There are all sorts of weird and wonderful sounds on Dean Blunt and Inga Copeland’s records, and we’re guessing that their signature woozy beats and synth sounds are based around at least some measure of wacked-out sampling techniques. Nothing, however, was quite as unexpected as their sampling giant of modernist poetry, T.S. Eliot editor, and fascist sympathizer Ezra Pound — which they did on “Bad Mind,” above.

Einsturzende Neubaten

Sources: sheet metal, shopping trolleys, a freeway pillar

In NU Unruh, the German industrial pioneers have a full-time sampler of crazy sounds, and it’s something that’s shaped their singular aesthetic over the years. Memorably, they recorded their first record inside one of the columns that held up an expressway near Berlin, and the experience of listening to their work (especially their early stuff) is kinda summed up by the title of one of the tracks off their second album, Kollaps: “Schmerzen Hören (Hören mit Schmerzen),” which translates as “(Hearing Pain (Listen With Pain).” Quite.

Orbital

Sources: a street crossing

“Walk Now” (above) was clearly influenced by the Hartnoll brothers’ trip down under — the bass is a didgeridoo sample, which isn’t especially unusual, but the sound that drops at 2:06 or so is somewhat more distinctive. The terse electronic beeps could come from anywhere — unless, of course, you happen to hail from your correspondent’s home town of Melbourne, in which they’re instantly recognizable as coming from one of the city’s numerous pedestrian crossings. The slow beeps signify “Don’t walk,” while the frantic, sped-up sound signifies that it’s time to cross.

Tori Amos

Sources: various aspects of a bull

Amos’s field recordings are responsible for some of the more unusual sounds that crop up on her tracks — unsurprisingly, there’s an exhaustive fan-compiled archive of what’s what here (right at the bottom of the page.) Perhaps the most unusual source is that for the sounds on “Professional Widow,” Amos’s gloriously snarky swipe at Courtney Love: “The roaring sound that you hear in the rhythm loop of the song is actually a bull roaring.
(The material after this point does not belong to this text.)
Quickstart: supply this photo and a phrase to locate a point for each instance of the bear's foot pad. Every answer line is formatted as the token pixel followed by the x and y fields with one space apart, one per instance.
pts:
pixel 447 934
Additionally Tori has said that the sound of bullshit being shoveled has literally been mixed into that loop.”

Aphex Twin

Sources: his own face

We’ve mentioned this before at some point, but it bears discussing again: embedded into the waveform of the second track on Richard D. James’ Windowlicker is an image of the producer’s (rather terrifying) face. If you’re interested in how it works, there’s more information here. And what does the face sound like? Ear-bleeding noise, obviously.

Jay-Z

Source: Annie

“Hard Knock Life (Ghetto Anthem)” is so ubiquitous these days that it’s easy to forget just what a weird piece of work it is — using a sample from a Broadway musical wasn’t exactly a well-trodden path to commercial success on the song’s release in 1998. Even better, by the way, is the fact that Jay-Z lied through his teeth to get clearance for the sample.

Diego Stocco

Source: a tree

We mentioned the work of Californian producer Diego Stocco earlier this year when we looked at crazy homemade instruments. Stocco samples all sorts of crazy sources, although we still think the best thing he ever did was the track above, which is entirely based around samples of one of those strange little bonsai trees.

Sonic Youth

Source: an amplifier dying

Almost lost amongst the majesty of the rest of Daydream Nation, “Providence” is a piece of beautiful musique concrète-influenced atmospheric sound, built around a reflective piano melody, a couple of reverb-laden messages left by Mike Watt on Thurston Moore’s answering machine, and a curious background noise that sounds something like the wind on a particularly crazy New York day. It turns out, however, that what you’re hearing is actually the sound of one of Moore’s long-suffering Peavey amps melting down. Of course it is.